Normalizing the vectors u _{i} , for i = 1, 2, 3, 4, and 5 produces the matrix U and the singular value decomposition as

A=U S V^{t}=\left[\begin{array}{ccccc}\frac{\sqrt{30}}{15} & \frac{\sqrt{6}}{3} & 0 & \frac{\sqrt{5}}{5} & 0 \\\frac{\sqrt{30}}{15} & -\frac{\sqrt{6}}{6} & 0 & \frac{\sqrt{5}}{5} & \frac{\sqrt{2}}{2} \\\frac{\sqrt{30}}{10} & 0 & \frac{\sqrt{2}}{2} & -\frac{\sqrt{5}}{5} & 0 \\\frac{\sqrt{30}}{15} & -\frac{\sqrt{6}}{3} & 0 & \frac{\sqrt{5}}{5} & -\frac{\sqrt{2}}{2} \\\frac{\sqrt{30}}{10} & 0 & -\frac{\sqrt{2}}{2} & -\frac{\sqrt{5}}{5} & 0\end{array}\right]\left[\begin{array}{ccc}\sqrt{5} & 0 & 0 \\0 & \sqrt{2} & 0 \\0 & 0 & 1 \\0 & 0 & 0 \\0 & 0 & 0\end{array}\right]

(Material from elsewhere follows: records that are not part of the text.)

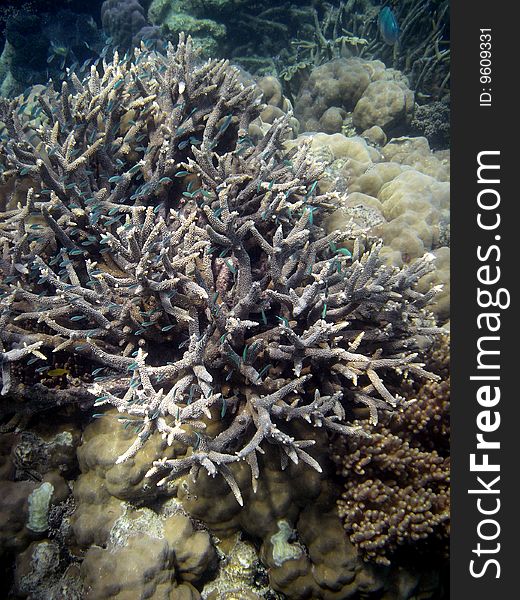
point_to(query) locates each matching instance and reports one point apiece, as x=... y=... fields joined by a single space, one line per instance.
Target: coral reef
x=208 y=285
x=354 y=92
x=397 y=488
x=398 y=191
x=125 y=22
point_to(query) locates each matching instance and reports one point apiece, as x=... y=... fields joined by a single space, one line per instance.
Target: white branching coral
x=185 y=262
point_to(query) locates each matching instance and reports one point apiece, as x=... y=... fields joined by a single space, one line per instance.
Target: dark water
x=313 y=60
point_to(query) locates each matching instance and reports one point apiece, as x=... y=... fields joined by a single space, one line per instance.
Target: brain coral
x=399 y=192
x=354 y=91
x=396 y=485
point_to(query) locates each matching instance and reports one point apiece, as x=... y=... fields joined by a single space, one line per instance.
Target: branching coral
x=187 y=265
x=397 y=484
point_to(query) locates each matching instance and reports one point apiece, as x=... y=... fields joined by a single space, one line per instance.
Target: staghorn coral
x=149 y=235
x=397 y=485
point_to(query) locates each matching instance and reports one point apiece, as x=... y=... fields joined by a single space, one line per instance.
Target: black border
x=475 y=129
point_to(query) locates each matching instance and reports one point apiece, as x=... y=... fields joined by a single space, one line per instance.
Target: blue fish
x=388 y=26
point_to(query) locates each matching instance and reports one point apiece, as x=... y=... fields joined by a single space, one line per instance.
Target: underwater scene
x=224 y=299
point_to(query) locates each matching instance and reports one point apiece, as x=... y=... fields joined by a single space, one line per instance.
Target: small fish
x=388 y=27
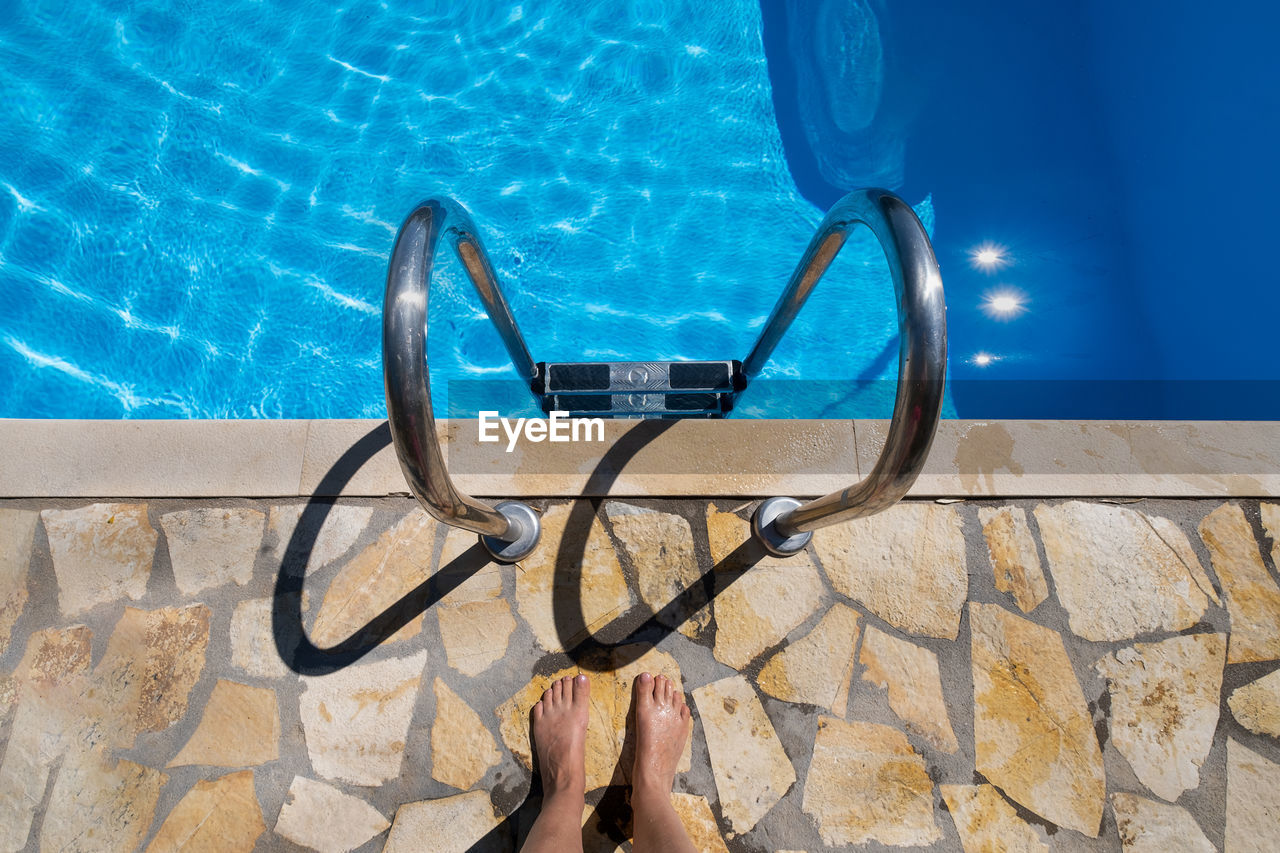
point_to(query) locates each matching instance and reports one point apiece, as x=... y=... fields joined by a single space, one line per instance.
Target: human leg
x=560 y=737
x=662 y=726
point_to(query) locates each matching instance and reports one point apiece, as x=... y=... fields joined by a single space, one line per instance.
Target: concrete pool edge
x=750 y=459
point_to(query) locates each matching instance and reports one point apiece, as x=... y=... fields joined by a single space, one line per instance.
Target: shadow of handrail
x=291 y=638
x=305 y=657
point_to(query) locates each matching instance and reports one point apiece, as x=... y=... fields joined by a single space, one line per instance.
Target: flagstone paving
x=988 y=675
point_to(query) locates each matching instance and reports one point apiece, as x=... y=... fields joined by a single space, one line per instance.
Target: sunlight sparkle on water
x=990 y=256
x=1004 y=304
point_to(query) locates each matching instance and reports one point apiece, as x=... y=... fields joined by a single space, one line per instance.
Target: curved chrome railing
x=508 y=530
x=784 y=525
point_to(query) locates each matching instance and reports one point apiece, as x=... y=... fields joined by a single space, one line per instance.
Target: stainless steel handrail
x=510 y=530
x=784 y=525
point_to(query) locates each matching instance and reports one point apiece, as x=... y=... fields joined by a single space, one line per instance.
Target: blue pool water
x=197 y=200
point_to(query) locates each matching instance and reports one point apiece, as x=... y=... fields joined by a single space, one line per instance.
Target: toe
x=644 y=687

\times\left[\begin{array}{ccc}\frac{\sqrt{6}}{6} & \frac{\sqrt{6}}{3} & \frac{\sqrt{6}}{6} \\\frac{\sqrt{3}}{3} & -\frac{\sqrt{3}}{3} & \frac{\sqrt{3}}{3} \\-\frac{\sqrt{2}}{2} & 0 & \frac{\sqrt{2}}{2}\end{array}\right].